The look on his face was adorable as the realisation dawned on him that she was here for him.
“Did I miss everything? Are you all done?”
He didn’t answer, but he did look behind him. Rhys was standing there with his mouth open, his face laced with something Gwyn couldn’t put a name to. Before she could greet him, Rhys stormed back into the restaurant.
Azriel turned back to her, and he didn’t hesitate when he lifted her chin and kissed her.
She gasped but reciprocated zealously. She pushed her body into his, and his arms went around her as he lifted her off her feet, cradling him to her as he kissed her like she was the wind that let him embrace the skies.

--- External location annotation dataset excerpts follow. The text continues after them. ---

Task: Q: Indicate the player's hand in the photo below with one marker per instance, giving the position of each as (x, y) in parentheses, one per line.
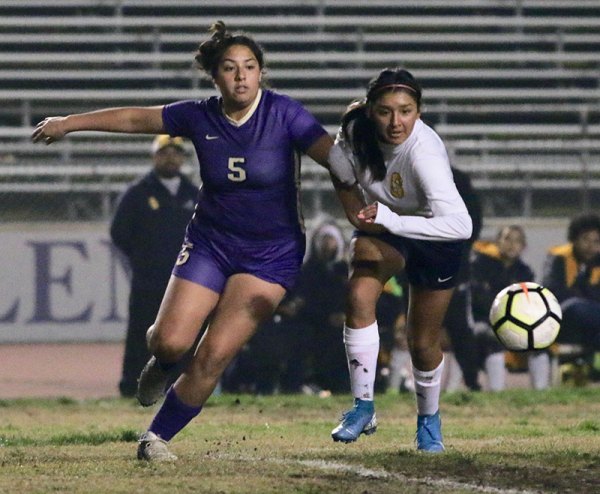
(368, 213)
(366, 217)
(49, 130)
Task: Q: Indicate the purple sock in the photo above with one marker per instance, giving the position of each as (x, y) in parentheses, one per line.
(173, 416)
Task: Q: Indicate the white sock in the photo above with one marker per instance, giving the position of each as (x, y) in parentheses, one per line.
(495, 368)
(539, 370)
(428, 385)
(362, 349)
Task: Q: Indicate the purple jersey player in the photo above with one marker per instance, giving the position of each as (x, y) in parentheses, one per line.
(245, 243)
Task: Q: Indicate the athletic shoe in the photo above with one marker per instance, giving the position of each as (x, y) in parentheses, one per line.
(153, 448)
(152, 382)
(359, 420)
(429, 433)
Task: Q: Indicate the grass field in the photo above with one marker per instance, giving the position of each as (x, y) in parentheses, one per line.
(509, 442)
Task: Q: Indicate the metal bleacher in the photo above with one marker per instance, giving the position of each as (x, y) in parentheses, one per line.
(512, 86)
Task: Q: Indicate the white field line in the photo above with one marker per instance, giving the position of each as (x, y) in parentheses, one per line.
(365, 472)
(382, 474)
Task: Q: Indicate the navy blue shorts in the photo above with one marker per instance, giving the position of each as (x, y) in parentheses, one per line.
(429, 264)
(210, 262)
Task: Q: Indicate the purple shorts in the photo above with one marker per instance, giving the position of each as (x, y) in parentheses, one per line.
(429, 264)
(209, 262)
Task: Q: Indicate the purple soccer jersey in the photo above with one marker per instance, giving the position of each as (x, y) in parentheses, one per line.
(248, 217)
(250, 173)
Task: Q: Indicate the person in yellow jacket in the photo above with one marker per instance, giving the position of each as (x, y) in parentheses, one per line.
(494, 266)
(572, 273)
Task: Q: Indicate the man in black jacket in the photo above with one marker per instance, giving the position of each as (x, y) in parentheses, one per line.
(148, 228)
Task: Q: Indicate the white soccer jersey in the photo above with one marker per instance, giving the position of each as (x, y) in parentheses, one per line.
(418, 197)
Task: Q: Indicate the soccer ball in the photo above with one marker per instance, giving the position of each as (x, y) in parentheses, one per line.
(525, 316)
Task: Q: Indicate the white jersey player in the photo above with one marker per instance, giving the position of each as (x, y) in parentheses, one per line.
(394, 180)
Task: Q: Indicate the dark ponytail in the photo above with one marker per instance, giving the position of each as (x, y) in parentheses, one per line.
(364, 141)
(210, 52)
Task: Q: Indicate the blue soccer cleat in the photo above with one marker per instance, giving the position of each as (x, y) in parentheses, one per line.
(429, 433)
(360, 420)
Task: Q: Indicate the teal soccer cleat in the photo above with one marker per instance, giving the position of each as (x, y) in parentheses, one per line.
(359, 420)
(429, 433)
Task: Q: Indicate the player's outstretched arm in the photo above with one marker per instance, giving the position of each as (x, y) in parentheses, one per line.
(134, 120)
(319, 150)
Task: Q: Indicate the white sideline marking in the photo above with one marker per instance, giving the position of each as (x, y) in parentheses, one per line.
(361, 471)
(382, 474)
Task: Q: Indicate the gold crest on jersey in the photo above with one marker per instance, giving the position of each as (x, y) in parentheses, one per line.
(396, 186)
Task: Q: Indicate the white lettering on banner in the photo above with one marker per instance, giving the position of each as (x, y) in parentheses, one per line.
(61, 282)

He tasted like air, like gold, like this was his final breath and he was he was sharing it with just her.
***
Azriel sat with Gwyn while the rest of their friends danced. She hid it well, but he could tell that she was nervous being in this new environment.

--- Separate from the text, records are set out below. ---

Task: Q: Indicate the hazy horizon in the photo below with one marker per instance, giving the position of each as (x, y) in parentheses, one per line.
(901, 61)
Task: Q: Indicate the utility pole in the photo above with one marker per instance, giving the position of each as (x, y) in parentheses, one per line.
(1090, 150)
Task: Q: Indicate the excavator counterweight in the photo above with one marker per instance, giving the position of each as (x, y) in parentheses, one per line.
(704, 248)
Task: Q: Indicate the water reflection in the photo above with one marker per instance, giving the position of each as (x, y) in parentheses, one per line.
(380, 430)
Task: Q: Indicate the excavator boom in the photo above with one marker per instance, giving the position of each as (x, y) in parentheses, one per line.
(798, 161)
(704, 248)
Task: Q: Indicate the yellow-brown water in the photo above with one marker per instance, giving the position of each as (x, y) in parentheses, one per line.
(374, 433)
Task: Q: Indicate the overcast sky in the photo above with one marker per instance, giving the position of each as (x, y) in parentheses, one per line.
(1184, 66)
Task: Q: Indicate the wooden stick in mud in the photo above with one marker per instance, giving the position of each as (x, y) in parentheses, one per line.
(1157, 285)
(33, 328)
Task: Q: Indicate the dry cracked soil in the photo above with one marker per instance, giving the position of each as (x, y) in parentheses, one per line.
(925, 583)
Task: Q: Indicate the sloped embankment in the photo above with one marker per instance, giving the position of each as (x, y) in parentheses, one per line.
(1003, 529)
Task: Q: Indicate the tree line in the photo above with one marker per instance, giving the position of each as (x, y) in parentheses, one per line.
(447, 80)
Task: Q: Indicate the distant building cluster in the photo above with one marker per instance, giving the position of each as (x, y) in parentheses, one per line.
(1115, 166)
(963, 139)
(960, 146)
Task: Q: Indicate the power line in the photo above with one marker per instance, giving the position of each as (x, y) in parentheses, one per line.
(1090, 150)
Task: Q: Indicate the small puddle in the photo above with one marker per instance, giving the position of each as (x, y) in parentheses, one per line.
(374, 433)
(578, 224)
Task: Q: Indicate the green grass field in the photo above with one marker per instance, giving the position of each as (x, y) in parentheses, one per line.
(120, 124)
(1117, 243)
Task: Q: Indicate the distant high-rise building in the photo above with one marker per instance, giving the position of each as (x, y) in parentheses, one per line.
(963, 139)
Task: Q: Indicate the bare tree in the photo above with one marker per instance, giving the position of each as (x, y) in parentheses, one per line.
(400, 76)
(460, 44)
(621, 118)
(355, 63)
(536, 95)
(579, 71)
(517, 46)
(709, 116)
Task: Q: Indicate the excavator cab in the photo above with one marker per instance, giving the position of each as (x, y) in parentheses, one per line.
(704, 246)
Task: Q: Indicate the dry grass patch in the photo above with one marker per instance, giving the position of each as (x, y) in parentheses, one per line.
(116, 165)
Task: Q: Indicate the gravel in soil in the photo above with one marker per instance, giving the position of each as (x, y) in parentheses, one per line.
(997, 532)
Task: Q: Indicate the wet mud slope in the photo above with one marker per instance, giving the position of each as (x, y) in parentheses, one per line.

She had been so good, so brave when she went into the restaurant and greeted Azriel’s family. Nesta and Emerie jumped up when they saw her, and Nesta held her tightly while Emerie rushed to get another chair. Nesta was trying to be subtle, but Azriel saw the happy tears she shed as she held Gwyn. Emerie then insisted that Gwyn sit and eat her strawberry and mango cheesecake with her, which earned an inexplicable scowl from Mor. Interesting.
Once Gwyn was satisfied and protesting the consumption of more food, they all walked together to one of the classier bars Nesta used to frequent so they could go dancing. Everyone was light as a feather, except Rhys, but life was hard as a fucking asshole, so Az wasn’t surprised he was feeling surly.
And now here they were. Azriel and Gwyn seated with the others dancing to their hearts content. Mor was spinning around with a giggling Nyx, Feyre and Rhys were swaying but it was obvious they were speaking to each other through their daemati bond, and Emerie and Nesta were terrorising Cassian in a three-way dance.
“How are you feeling?” Azriel asked, his shadows silent to her moods. If it had been anyone else, he would have known she was coming to the restaurant before she’d even left the House. But his shadows didn’t like to spy on her and revelled in him being surprised by her.
“I feel good.” Her gaze was focused on the dance floor, and Azriel glanced over to see what was so entrancing.
Nesta and Cassian were finally dancing alone, Emerie now with Nyx and Mor. The way Cassian and Nesta were grinding on each other was nothing short of pornographic as they moved into the shadows of the dance floor. Nesta’s back was to Cassian, his hands clasped on her hips as his lips were on her neck as she pushed her ass back against him.
Azriel snorted. They’d be fucking in an alley within the next fifteen minutes.
“Do you want to dance like that, Gwyneth?”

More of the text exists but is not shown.